Scottish Power has achieved 400% return on investment (ROI) on a
£7m enterprise application integration (EAI) project to link its
diverse IT systems.
External auditors have confirmed that the middleware project has
reaped a £30m ROI over five years, as Scottish Power announced a
two-year extension of a contract with its middleware supplier
Tibco.
The middleware system links previously separate IT components, such
as the company's power generation network, customer call centres
and Internet-based weather forecasting.
If foul weather brings down powerlines, the power generation system
can now tell the customer-facing operation to post a recorded
message for customers calling about a power outage.
Scottish Power has been working to integrate its systems since
1995, when deregulation of the electricity industry put pressure on
power providers to be more responsive and competitive.

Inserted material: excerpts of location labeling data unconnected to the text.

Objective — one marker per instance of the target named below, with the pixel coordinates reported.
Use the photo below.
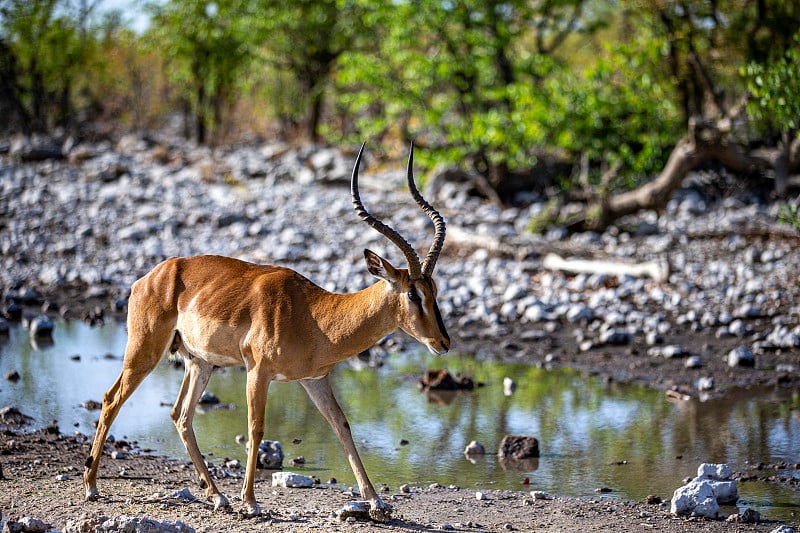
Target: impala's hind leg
(195, 379)
(321, 393)
(142, 353)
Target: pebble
(741, 356)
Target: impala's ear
(380, 267)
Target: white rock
(509, 386)
(33, 525)
(291, 479)
(696, 498)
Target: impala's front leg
(257, 388)
(322, 395)
(195, 380)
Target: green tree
(459, 76)
(206, 47)
(302, 42)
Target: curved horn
(438, 222)
(414, 268)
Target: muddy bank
(42, 479)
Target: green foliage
(206, 47)
(51, 51)
(775, 90)
(460, 77)
(620, 110)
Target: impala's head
(413, 287)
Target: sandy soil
(42, 479)
(41, 470)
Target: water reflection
(591, 434)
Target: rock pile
(105, 214)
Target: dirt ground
(42, 479)
(41, 469)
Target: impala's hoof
(251, 510)
(380, 512)
(362, 510)
(221, 503)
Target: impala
(219, 311)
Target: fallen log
(657, 271)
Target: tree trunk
(705, 141)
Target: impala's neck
(351, 323)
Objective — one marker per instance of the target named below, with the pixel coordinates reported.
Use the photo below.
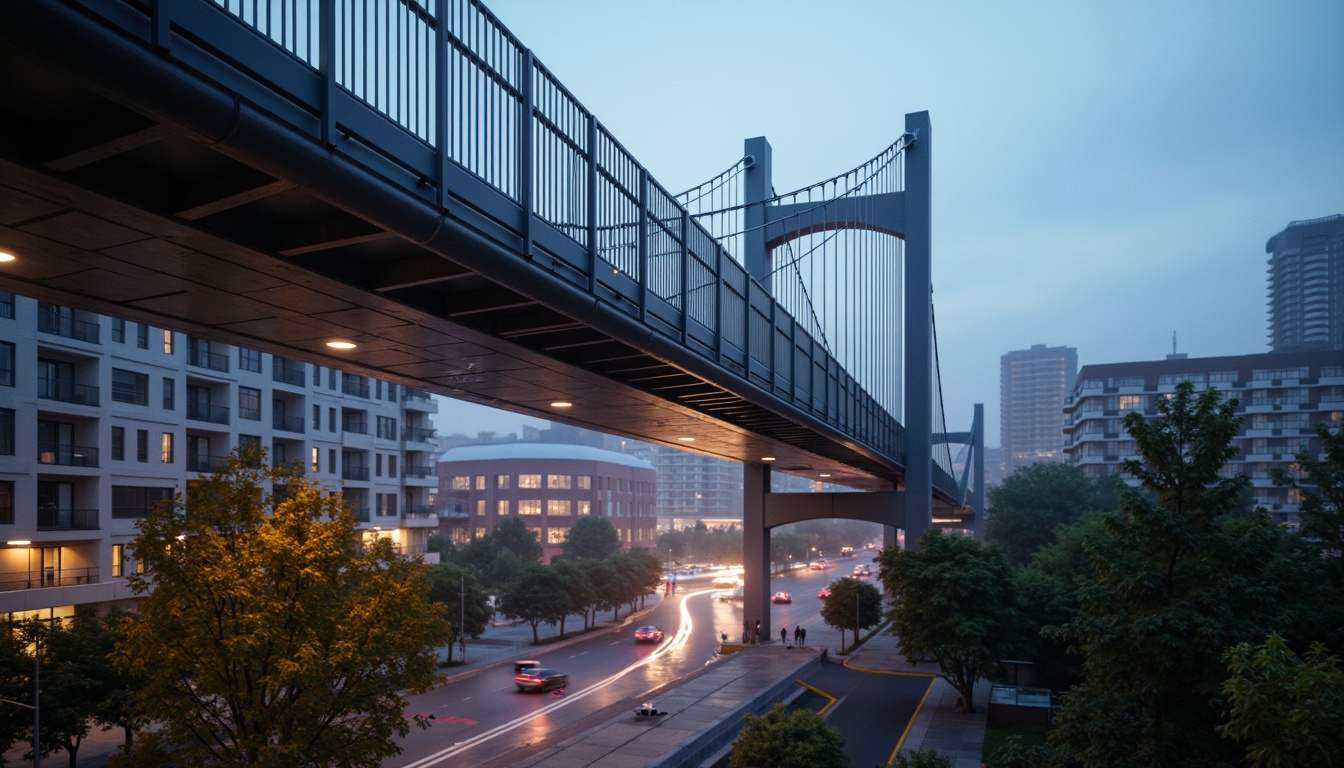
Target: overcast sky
(1105, 174)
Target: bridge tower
(907, 215)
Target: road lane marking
(678, 640)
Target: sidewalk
(940, 724)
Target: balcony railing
(67, 519)
(66, 390)
(35, 580)
(67, 455)
(203, 358)
(67, 327)
(286, 371)
(206, 412)
(417, 433)
(286, 423)
(204, 463)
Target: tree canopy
(269, 635)
(592, 538)
(953, 603)
(788, 739)
(1026, 509)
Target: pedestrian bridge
(405, 175)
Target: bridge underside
(265, 241)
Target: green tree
(269, 634)
(1178, 577)
(1026, 509)
(592, 538)
(460, 592)
(538, 596)
(1286, 710)
(852, 605)
(784, 739)
(953, 603)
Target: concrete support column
(756, 549)
(919, 355)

David Jones,
the company's chief information officer, said, "The middleware is
essential to our trading capacity as the need to talk to external
systems is a critical competitive factor.

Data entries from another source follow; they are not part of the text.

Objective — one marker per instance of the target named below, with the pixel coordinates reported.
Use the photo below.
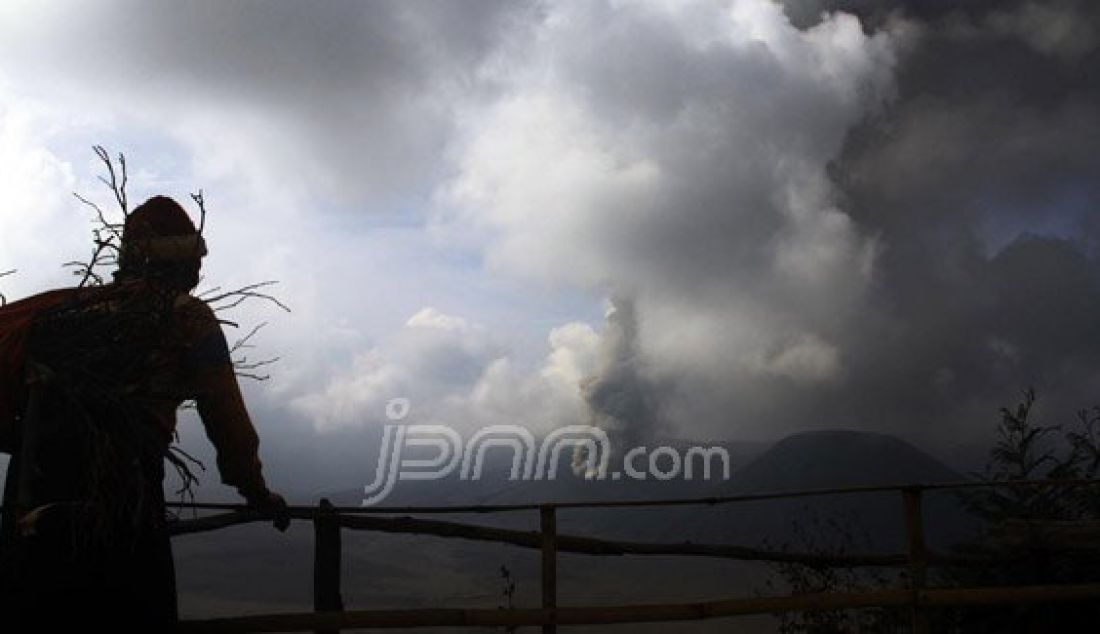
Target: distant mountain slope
(828, 460)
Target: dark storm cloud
(945, 261)
(981, 179)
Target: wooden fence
(330, 615)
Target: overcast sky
(725, 219)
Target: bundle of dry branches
(142, 329)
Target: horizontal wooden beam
(668, 502)
(640, 613)
(565, 543)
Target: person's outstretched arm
(226, 417)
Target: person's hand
(272, 503)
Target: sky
(708, 219)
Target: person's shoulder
(43, 299)
(196, 313)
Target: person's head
(160, 242)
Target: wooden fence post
(917, 555)
(549, 525)
(327, 554)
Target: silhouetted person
(102, 371)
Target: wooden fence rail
(330, 616)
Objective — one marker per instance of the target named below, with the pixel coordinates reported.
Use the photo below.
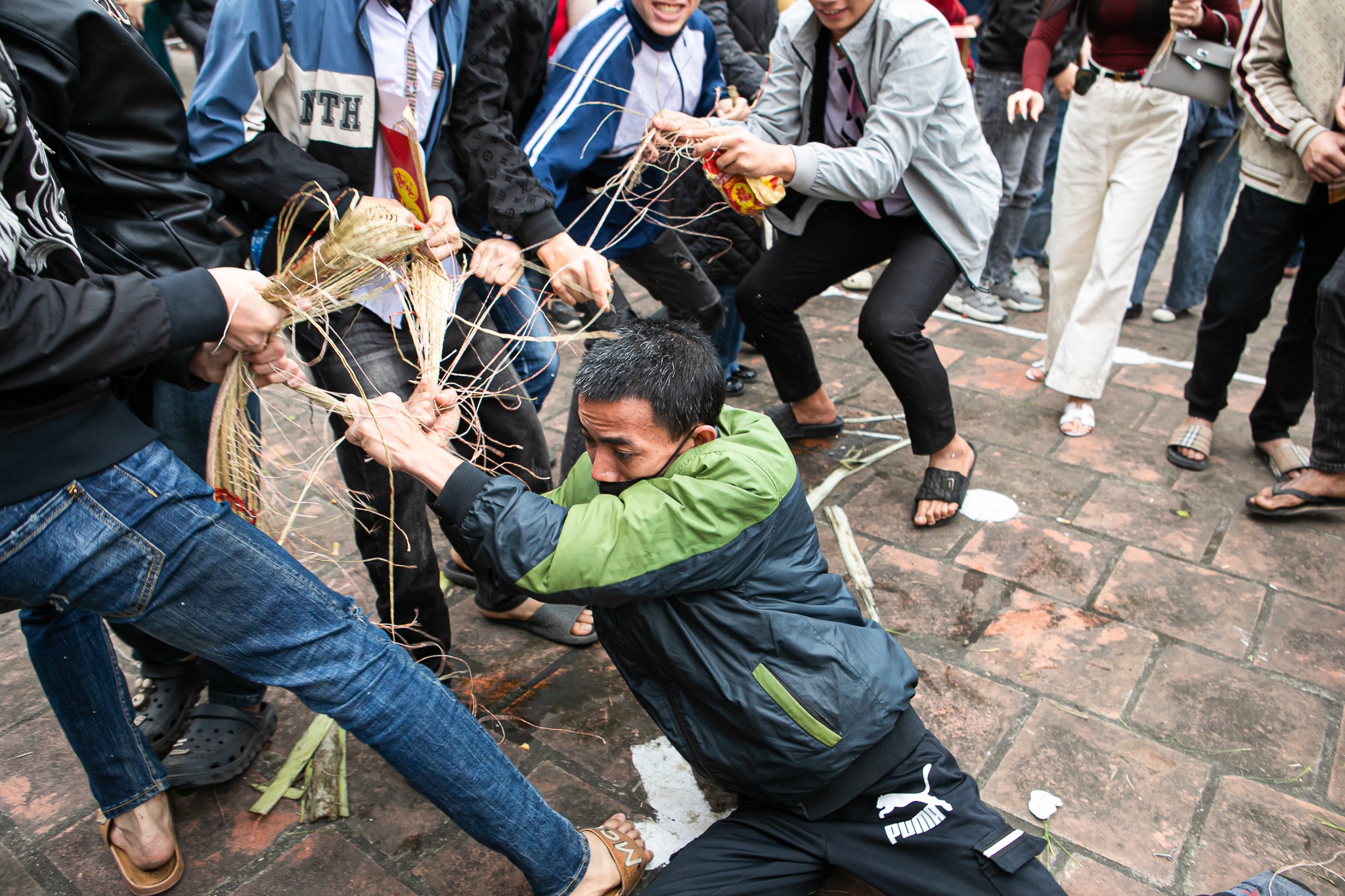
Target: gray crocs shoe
(975, 304)
(1013, 299)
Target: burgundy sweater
(1114, 42)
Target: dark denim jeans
(1206, 183)
(182, 419)
(144, 542)
(1264, 234)
(1036, 228)
(1021, 151)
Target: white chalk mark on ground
(985, 505)
(1124, 354)
(681, 812)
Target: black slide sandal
(163, 699)
(1310, 504)
(221, 742)
(790, 427)
(944, 485)
(553, 621)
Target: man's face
(626, 444)
(839, 15)
(666, 16)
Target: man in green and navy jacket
(695, 547)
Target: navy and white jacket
(287, 95)
(609, 75)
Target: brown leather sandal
(630, 859)
(141, 882)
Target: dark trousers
(838, 241)
(1261, 240)
(1329, 371)
(676, 280)
(384, 360)
(933, 848)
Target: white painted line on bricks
(681, 812)
(1124, 354)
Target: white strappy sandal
(1076, 413)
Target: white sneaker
(861, 282)
(1026, 277)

"The major challenges are getting the right architecture in place,
getting processes and data modelled efficiently and maintaining a
good relationship with the supplier."
Graham Fisher, an analyst at Bloor Research, said, "The obvious
benefits of integration are the improvement of information flow and
quality through the business.
The challenge involved is proportionate to the number of systems
and ensuring data quality - so avoiding a garbage-in/garbage-out
result.
"There is more data about than ever these days and more and more
businesses have carried out, or are looking at, this type of
project."
Benefits for Scottish Power resulting from application integration
across the enterprise included the automation of processes across
the business and not having to re-work orders on different systems.
The particular challenge of EAI lies in getting different data
models in multiple applications to talk to each other. Middleware
does this by using "brokers" and "adapters" which sit between
applications and translate different data types.
Jones said that despite the received wisdom that a single-supplier
approach is appropriate for large applications, the company had
opted for best-of-breed solutions from multiple suppliers.